I don't have any giant studies about long covid outcomes relative to the population baseline, but here is one interesting one that takes a small random sample of post-covid (but fully recovered) and PASC (post-acute sequelae) individuals and does an in-depth metabolic panel. The noteworthy part here is that they excluded anyone who had hospitalized or had abnormal chest CT post-covid, limiting it to less severe cases.

The discussion mentions that, on average, PASC individuals were more likely to be younger. It acknowledges that this could be due to sampling error (younger people more likely to take sequelae more seriously), warranting further investigation, but could also be due to "exuberant immune response," which (if true) would go to show that there's more to it than just comorbidities.

And of course I am biased, as a fit and previously healthy mid-20s-year-old with VOR disfunction and persistent, nonspecific fatigue and digestive problems, 9 months post mild-Covid. But anecdotally, my doctors have described seeing many patients with similar issues (especially vestibular).

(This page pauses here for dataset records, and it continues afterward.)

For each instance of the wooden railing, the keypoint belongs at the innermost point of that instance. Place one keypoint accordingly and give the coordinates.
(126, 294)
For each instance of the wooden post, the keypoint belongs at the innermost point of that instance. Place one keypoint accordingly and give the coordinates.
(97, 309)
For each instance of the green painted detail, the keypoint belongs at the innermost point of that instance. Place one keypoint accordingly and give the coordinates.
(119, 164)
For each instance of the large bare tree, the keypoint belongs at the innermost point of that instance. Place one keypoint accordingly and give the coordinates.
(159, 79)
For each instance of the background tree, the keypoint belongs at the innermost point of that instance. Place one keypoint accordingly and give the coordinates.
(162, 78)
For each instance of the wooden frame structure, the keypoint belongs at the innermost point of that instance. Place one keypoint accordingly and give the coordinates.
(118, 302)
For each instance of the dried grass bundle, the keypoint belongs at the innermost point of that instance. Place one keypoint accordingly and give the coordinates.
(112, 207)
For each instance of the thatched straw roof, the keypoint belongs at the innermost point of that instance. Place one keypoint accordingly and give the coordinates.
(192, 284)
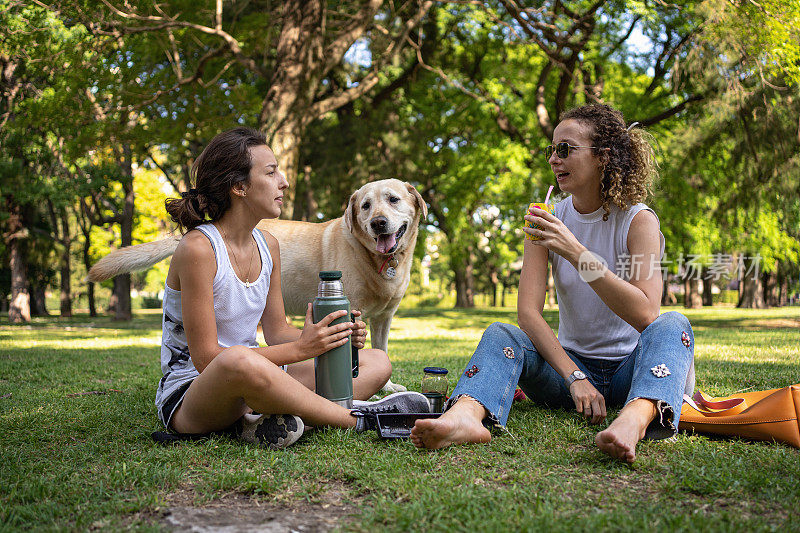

My point was also not to suggest that the average 30 year old would be debilitated by COVID, but simply that "it's getting less deadly on average" does not mean that it cannot still inflict unpleasant sequelae that are life-altering even if they seem mild compared to strokes and seizures. COVID is a disease of "manageable but weird and annoying debilitation" in my eyes, which is why long covid remains simultaneously a big problem but also somewhat elusive and difficult to characterize. It isn't going to bring down society, just leave some of us feeling shittier for an unknown/indefinite period of time.